Flávio de Aquino definiu Zumblick como “um grande retratista”, mas afirmou que a Manchete temia publicar reportagem de um único pintor catarinense com preterição de outros,, pois tal precedente podia gerar insuportável fila de pedidos, quando a finalidade maior da revista era o retrato em cores das notícias que foram manchetes na semana. Talvez se referisse àqueles mesmos artistas plásticos que formavam tremenda confraria, que tentou, inclusive grotescamente, interromper a mostra individual de Zumblick, no Palácio Cruz e Sousa. Nunca revelei isso ao Zumblick, pois a qualificação de “retratista”, apesar do qualificativo “ótimo”, me parecia uma capitis diminutio, uma classificação menor. Lembrando o grande escultor florentino Michelangelo, que se recusava a pintar, mas acabou criando uma obra eterna como teto da Capela Sistina, Zumblick nos legou extensa produção retratista que só agora, apreciando a sequência de retratos aqui selecionados, descubro a alta qualidade de retratista do “Pintor das Bandeiras” que Aquino percebera há mais de 30 anos. Não o “retratista” como então entendi, aquele pintor contratado por abastados para fixar no linho grosso da tela o rosto da filha debutante. Talvez mais perto daquele tal Leonardo, nascido em Vinci, com o desafiador sorriso enigmático de sua Mona Lisa que, realmente, não era a esposa de Franceso Del Giocondo, mas apenas uma doméstica. Nesse caso, o sorriso não seria mais do que um deboche da burguesia de Florença.
Em Zumblick, temos que ir muito além do retrato - perscrutar o sentimento do artista que tenta sempre ser entendido.

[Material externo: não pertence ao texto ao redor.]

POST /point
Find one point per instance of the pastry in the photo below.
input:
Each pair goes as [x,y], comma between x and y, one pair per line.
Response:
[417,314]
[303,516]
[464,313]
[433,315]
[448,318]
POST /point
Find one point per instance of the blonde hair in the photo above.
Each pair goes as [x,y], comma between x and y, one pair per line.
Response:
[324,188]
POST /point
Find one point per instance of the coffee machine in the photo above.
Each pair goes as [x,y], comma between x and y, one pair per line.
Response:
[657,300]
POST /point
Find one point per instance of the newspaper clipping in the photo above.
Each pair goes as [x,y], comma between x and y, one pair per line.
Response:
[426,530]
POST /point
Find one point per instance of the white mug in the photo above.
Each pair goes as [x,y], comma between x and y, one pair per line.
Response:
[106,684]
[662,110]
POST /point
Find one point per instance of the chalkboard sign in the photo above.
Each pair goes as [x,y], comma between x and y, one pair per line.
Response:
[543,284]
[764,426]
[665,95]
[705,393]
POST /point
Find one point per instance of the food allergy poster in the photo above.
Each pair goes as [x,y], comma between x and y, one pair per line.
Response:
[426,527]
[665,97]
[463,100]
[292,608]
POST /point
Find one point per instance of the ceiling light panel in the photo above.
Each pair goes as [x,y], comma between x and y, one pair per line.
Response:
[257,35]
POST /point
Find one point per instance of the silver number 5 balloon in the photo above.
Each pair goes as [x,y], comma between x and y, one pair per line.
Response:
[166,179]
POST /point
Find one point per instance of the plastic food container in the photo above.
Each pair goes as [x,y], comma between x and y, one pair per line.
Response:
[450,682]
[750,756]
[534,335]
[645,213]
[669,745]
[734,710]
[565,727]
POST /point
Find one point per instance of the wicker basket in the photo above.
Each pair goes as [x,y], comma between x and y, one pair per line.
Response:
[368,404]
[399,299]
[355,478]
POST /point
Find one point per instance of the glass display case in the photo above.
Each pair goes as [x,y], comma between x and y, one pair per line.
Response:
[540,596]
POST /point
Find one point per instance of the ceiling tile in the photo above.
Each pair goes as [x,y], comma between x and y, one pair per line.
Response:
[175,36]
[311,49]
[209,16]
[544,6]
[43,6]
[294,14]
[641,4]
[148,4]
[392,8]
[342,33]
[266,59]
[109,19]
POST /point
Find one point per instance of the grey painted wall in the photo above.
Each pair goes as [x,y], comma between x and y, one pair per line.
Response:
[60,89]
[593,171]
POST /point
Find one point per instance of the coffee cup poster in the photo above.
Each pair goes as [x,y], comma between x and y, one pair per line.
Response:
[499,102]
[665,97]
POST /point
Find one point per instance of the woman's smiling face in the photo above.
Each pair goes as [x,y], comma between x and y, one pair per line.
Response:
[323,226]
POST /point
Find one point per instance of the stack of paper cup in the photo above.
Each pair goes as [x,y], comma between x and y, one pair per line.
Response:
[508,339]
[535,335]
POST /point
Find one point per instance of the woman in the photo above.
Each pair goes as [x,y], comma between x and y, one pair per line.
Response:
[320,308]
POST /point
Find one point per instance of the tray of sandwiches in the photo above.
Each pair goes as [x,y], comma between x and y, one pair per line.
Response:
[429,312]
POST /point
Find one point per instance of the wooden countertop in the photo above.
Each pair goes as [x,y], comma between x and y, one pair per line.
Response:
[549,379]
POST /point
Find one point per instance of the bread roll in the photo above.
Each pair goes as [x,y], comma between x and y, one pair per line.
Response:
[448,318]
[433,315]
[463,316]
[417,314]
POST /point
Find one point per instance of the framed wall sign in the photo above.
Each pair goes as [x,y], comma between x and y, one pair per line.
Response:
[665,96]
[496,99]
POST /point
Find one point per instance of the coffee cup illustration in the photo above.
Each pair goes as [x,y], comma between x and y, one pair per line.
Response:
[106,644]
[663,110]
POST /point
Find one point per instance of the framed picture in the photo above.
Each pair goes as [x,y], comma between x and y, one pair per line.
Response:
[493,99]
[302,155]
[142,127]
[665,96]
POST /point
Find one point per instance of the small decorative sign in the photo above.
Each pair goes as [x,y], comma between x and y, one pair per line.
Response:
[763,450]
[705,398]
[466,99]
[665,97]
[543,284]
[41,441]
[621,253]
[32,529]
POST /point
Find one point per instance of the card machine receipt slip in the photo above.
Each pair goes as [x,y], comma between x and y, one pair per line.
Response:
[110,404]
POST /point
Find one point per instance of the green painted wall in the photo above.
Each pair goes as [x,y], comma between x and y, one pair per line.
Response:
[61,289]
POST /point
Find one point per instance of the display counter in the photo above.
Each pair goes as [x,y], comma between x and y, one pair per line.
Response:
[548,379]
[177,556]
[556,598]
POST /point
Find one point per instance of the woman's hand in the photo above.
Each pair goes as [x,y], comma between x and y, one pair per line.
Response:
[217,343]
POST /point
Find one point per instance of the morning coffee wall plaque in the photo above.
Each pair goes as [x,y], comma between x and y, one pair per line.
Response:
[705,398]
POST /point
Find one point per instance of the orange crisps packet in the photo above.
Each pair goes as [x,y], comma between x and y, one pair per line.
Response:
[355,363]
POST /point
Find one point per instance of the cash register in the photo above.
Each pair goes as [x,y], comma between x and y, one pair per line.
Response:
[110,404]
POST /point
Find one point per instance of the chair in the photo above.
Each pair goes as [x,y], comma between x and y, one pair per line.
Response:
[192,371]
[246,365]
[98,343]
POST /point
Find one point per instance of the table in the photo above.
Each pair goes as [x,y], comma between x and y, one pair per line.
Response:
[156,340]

Ao ver os quadros deste capítulo, procure a razão da angústia, da culpa, dor, ternura, amor, raiva, desgosto, agonia, amargura, ansiedade, consternação, desgosto, aflição, em cada quadro. E se conseguíssemos raspar as camadas de tinta, quem sabe encontraríamos outros sentimentos, dos quais o artista se arrependeu - o “pentimento” de que nos falava Lillian Hellman (À medida que o tempo passa a tinta velha, em uma tela, muitas vezes se torna transparente. Quando isso acontece, é possível ver em alguns quadros as linhas originais: através de um vestido de mulher surge uma árvore, uma criança dá lugar a um cachorro e um grande barco não está mais em mar aberto. Isso se chama pentimento porque o pintor se arrependeu, mudou de ideia. Talvez se pudesse dizer que a antiga concepção, substituída por uma imagem ulterior, é uma forma de ver, e ver de novo, mais tarde). Por isso, meu amigo, não me pergunte para quem olham os retratados de Zumblick: seus olhares vão muito além de seus retratos. A não ser que o artista esteja zombando de nós.